LoG oFF
椅子に座っている。
背もたれも座面も少し堅い、木製の小洒落た椅子へ。
目の前には丸く、大きなラウンドテーブル。オリーブ色の落ち着いたテーブルクロスに表面を覆われ、その上にはこれまた洒落たデザインの柄つきがあしらわれたカップが、コルク製の厚みあるコースターへ載っている。
カップの中には、なみなみと注がれたカフェ・マキアート。
さらにその表面へ添えられた少量のホイップクリームとシナモンパウダー。
立ち上る湯気からは香ばしいエスプレッソの苦味ある香気にクリーミィなミルクとホイップ、そしてシナモンの甘い香気が混ざり合って鼻をくすぐり、えも言われぬ幸福感と飲食欲求を彼女へ与えていた。
だが、彼女はそれを口にしない。手すら伸ばさない。
ただ、本能的な欲求だけは感じつつも、それに従う意思を持つことが出来ず、呆けたように彩香はずっと目の前のカップを見つめたまま動かない。
すると。
「どうしたんだい? 睦月さん。さっきから固まったままで。せっかく殺伐としたゲーム世界からの脱出を記念して、ささやかながらもお好みの飲み物を用意してみたってのに、手をつけないのかい? まあオープンカフェとはいえ、こうもおおっぴらに持ち込んだものとなると、口をつけるにゃ気が引けるのかな? それとも、それが僕の用意した物だってことへ対する警戒から? けど、僕らはもう現実世界の法の外にいる存在だ。飲食店への飲食物の持ち込み程度で罪悪感を感じる必要も無いし、そもそもこの行為を責める相手がいない。もし、そっちの心配だとしたら安心してくれていいよ。あ、もちろん僕が用意した物だっていうことについても、ね」
右の斜向かい。何か放心したような様子で眼前のカップを見つめ続ける彩香に、同席した博和は手に持った透明なデミタスカップから奥行き深いエスプレッソの香りを楽しみつつ、すすっていたのを一旦中断し、探るような目つきの視線を送りながら問いかけた。
なれど。
「いや……それ、どれも違うと思いますよ二条さん。
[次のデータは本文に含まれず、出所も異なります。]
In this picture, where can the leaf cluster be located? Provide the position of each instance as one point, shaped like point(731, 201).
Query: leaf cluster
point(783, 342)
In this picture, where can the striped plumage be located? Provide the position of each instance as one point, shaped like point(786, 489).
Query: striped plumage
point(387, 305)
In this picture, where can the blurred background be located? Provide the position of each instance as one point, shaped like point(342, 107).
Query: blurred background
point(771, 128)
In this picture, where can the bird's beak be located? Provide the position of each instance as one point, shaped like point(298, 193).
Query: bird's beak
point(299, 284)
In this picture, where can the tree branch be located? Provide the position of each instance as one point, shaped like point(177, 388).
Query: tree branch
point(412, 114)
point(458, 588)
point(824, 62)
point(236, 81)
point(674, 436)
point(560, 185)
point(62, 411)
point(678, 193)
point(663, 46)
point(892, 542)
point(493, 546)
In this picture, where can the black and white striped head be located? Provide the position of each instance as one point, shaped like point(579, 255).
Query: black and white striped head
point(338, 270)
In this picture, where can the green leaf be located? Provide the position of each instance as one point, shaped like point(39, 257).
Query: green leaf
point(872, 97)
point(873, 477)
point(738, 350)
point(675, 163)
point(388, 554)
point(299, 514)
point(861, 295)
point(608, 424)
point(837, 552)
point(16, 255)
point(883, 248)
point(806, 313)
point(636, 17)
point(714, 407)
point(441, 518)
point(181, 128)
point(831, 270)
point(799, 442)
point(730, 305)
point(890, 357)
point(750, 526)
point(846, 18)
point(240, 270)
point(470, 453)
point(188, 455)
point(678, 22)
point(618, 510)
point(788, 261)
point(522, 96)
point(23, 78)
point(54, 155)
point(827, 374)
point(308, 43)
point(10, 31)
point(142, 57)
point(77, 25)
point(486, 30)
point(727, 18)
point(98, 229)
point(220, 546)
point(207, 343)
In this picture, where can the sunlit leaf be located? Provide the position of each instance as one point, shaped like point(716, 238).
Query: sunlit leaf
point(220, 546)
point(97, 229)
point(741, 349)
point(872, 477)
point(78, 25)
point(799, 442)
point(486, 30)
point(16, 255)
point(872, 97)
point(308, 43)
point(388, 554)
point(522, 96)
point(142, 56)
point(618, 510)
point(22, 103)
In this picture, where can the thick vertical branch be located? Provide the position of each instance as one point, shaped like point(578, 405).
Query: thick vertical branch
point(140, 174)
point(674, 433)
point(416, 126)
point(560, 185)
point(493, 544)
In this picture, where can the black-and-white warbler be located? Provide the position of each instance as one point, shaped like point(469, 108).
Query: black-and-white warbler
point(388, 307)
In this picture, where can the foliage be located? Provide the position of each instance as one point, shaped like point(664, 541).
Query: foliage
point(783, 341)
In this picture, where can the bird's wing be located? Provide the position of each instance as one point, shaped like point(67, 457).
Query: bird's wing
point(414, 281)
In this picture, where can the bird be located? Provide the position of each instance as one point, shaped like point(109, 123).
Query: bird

恐らく、睦月さんはただ、まだ自分が置かれた今のこの状況をどうにも飲み込めないでいるだけでしょう。当然ちゃあ当然です。正直、【eNDLeSS・BaBeL】の関係者だった小官ですら、まったく戸惑ってないと言ったら嘘になるって感じですし……となれば、彼女にはなおさら、落ち着いてお茶でもどうぞなんて、暢気を要求するのは無茶な話ですよ」
こちらは彩香から見て斜め左正面。彩香に代わり、彼女と同じく目の前へ置かれた飲み物……大振りのマグへと注がれたノンカフェインのチコリコーヒーが上げる、まろやかさのある独特の香りへ少ながらず魅せられつつも、やはり口をつけることなくテーブルの上へ右肘をつき、軽く前傾した体勢から頬杖を突くか突かぬかといった格好を取ると、手持ち無沙汰な調子に人差し指を使って右耳の裏辺りをいたずらにさすりながら、英也が口を挟む。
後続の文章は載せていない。